In conclusion, the critique underscores the importance of rigorous trial design, transparent reporting, and cautious interpretation of findings. While tanezumab shows promise as a treatment for knee OA pain, concerns over subjective outcome measures, compliance, adverse effects, and limited long-term data advocate for careful, evidence-based deployment. Continued research, including independent replication and extended follow-up, remains vital to fully elucidate the therapeutic value and safety profile of tanezumab, ensuring patient safety and optimal pain management strategies.

References

  • Felson, D. T., Zhang, Y., et al. (2018). Osteoarthritis. The Lancet, 392(10110), 1468-1480.

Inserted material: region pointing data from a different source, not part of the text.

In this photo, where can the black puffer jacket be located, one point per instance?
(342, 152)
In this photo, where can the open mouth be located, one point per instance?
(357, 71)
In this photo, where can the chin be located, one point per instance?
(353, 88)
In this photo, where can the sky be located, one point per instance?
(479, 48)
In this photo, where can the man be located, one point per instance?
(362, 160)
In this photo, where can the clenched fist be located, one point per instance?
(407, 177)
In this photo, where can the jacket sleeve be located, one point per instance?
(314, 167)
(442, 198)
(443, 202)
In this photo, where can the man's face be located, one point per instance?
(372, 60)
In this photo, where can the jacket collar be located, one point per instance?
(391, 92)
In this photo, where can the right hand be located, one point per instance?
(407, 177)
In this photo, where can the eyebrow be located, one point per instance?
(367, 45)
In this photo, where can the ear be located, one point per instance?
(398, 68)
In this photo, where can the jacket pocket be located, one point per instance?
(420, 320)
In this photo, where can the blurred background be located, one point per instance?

  • Guo, S., & Li, X. (2010). Intention-to-treat analysis in clinical trials: An update. Journal of Controlled Release, 147(2), 115-118.
  • Hróbjartsson, A., & Gøtzsche, P. C. (2010). Placebo interventions for all clinical conditions. Cochrane Database of Systematic Reviews, Issue 1. Art. No.: CD003974.
  • International Committee of Medical Journal Editors (ICMJE). (2019). Principles of disclosure and transparency in medical research. ICMJE Recommendations.
  • Jensen, M. P., et al. (2017). Validation of pain scales and patient-reported outcomes. Pain Practice, 17(7), 887-899.
  • Kivitz, A., et al. (2016). Efficacy of tanezumab in osteoarthritis: A phase II trial. Arthritis & Rheumatology, 68(10), 1637–1648.
  • Kivitz, A., et al. (2019). Long-term safety of tanezumab: A systematic review. Journal of Pain Research, 12, 1577-1590.
  • Lo, B., et al. (2018). Conflict of interest: Ethical considerations in clinical trials. Journal of Medical Ethics, 44(3), 187–192.
  • McShane, L. M., et al. (2018). Dose-finding trials: Methodologies and ethical considerations. Clinical Trials, 15(2), 164-171.
  • Schulz, K. F., & Grimes, D. A. (2002). Allocation concealment in randomized trials. The Lancet, 359(9306), 614-618.
  • Smith, R., et al. (2019). Impact of rescue medication on analgesic trial outcomes. Pain, 160(4), 907-912.
  • Tracey, I., & Mantyh, P. W. (2007). The neuroscience of pain. Journal of Clinical Investigation, 117(11), 3740–3746.
  • U.S. Food and Drug Administration (FDA). (2020). Tanezumab: Safety communication. FDA Reports.